Music is my first love
This workshop starts with a brainstorm and exchange session: what does “homeland” mean, and what does it mean to you? Is the term “Europe” important to you, is it part of your daily lives? Together with two docents, give voice to your thoughts and ideas and make them resound on five workshop days. You will do lots of experimenting: trying out, sketching, combining and creating. Songs, stories, videos and pictures will be combined in multi-media compositions and presented to your families, friends and festival visitors at the big Family Day at the Konzerthaus Berlin.
Age: 10-14 years
Time: 10-16 h
Location: Podewil Berlin, Klosterstraße 68, 10179 Berlin
Docent: Claas Krause and Philip Seybold
For approx. 20 participants
Have you always wanted to know what people sing in other European countries, and what kinds of music they listen to? At Young Euro Classic, every year there are many young musicians who come together because of their love for classical music. But of course there are other kinds of music too where they come from: folk songs and pop songs which reflect the heartbeat of their country, of their homeland. Get to know such melodies in this workshop, and start experimenting with them. Together with your docent, a band and the workshop “European Jam”, you will compose your own hymn in which your musical experiences during this work will be reflected.
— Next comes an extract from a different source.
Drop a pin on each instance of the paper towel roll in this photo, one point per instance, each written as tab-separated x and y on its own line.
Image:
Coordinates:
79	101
On the Family Day, you present your results, and of course, in a grand final performance, your own Hymn for Europe!
Age: 6-14 years
Time: 10-14 h
Location: Podewil Berlin, Klosterstraße 68, 10179 Berlin
Docent: Defne Şahin
For approx. 20 participants per group
This workshop is all about you and your musical instinct – you will learn how it feels to improvise and let something new arise – together, playfully. Guided by two docents, you will try out musical forms from different European countries, make music with the musicians of those youth orchestras who are present and thereby actively learn about the great cultural diversity of music. Together with the workshop “European Chorus”, you will compose a new hymn of your own, to be performed on stage on our Family Day in a grand finale. Furthermore, you will plan a musical performance for this day – a chance for you to show all the things you have learned during this week.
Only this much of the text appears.